Meta Characters
Character | Description |
---|---|
\a | Match a BELL , \u0007 . |
\A | Match at the beginning of the input. Differs from ^ in that \A will not match after a new line within the input. |
\b , outside of a [Set] | Match if the current position is a word boundary. Boundaries occur at the transitions between word (\w ) and non-word (\W ) characters, with combining marks ignored. For better word boundaries, see ICU Boundary Analysis. |
\b , within a [Set] | Match a BACKSPACE , \u0008 . |
\B | Match if the current position is not a word boundary. |
\cX | Match a control-X character. |
\d | Match any character with the Unicode General Category of Nd (Number, Decimal Digit.). |
\D | Match any character that is not a decimal digit. |
\e | Match an ESCAPE , \u001B . |
\E | Terminates a \Q ... \E quoted sequence. |
\f | Match a FORM FEED , \u000C . |
\G | Match if the current position is at the end of the previous match. |
\n | Match a LINE FEED , \u000A . |
\N{UNICODE CHARACTER NAME} | Match the named character. |
\p{UNICODE PROPERTY NAME} | Match any character with the specified Unicode Property. |
\P{UNICODE PROPERTY NAME} | Match any character not having the specified Unicode Property. |
\Q | Quotes all following characters until \E . |
\r | Match a CARRIAGE RETURN , \u000D . |
\s | Match a white space character. White space is defined as [\t\n\f\r\p{Z}] . |
\S | Match a non-white space character. |
\t | Match a HORIZONTAL TABULATION , \u0009 . |
\uhhhh | Match the character with the hex value hhhh . |
\Uhhhhhhhh | Match the character with the hex value hhhhhhhh . Exactly eight hex digits must be provided, even though the largest Unicode code point is \U0010ffff . |
\w | Match a word character.

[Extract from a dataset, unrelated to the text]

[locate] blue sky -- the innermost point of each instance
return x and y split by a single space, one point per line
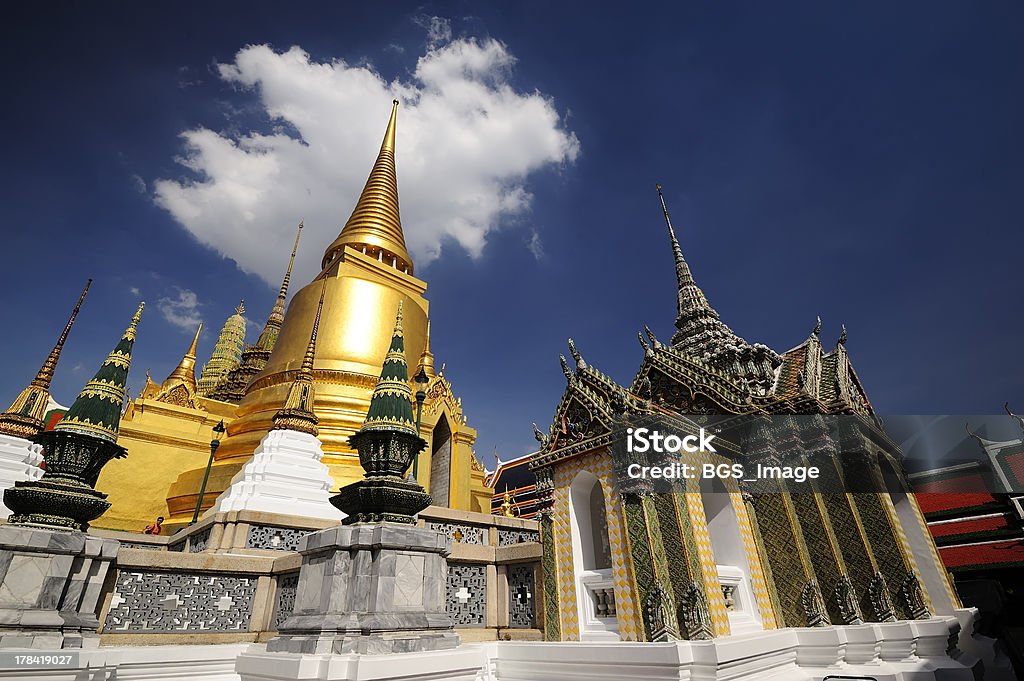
858 162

Word characters are [\p{Ll}\p{Lu}\p{Lt}\p{Lo}\p{Nd}] . |
\W | Match a non-word character. |
\x{hhhh} | Match the character with hex value hhhh . |
\xhh | Match the character with two digit hex value hh . |
\X | Match a Grapheme Cluster. Partial implementation for ICU 2.4, does not handle Hangul syllables. |
\Z | Match if the current position is at the end of input, but before the final line terminator, if one exists. |
\z | Match if the current position is at the end of input. |
\0nnn | Match the character with octal value nnn . |
\n | Back Reference. Match whatever the nth capturing group matched. n must be > 1 and < total number of capture groups in the pattern. |
[pattern] | Match any one character from the set. See UnicodeSet for a full description of what may appear in the pattern. |
. | Match any character. |
^ | Match at the beginning of a line. |
$ | Match at the end of a line. |
\ | Quotes the following character. Characters that must be quoted to be treated as literals are * ? + [ ( ) { } ^ $ |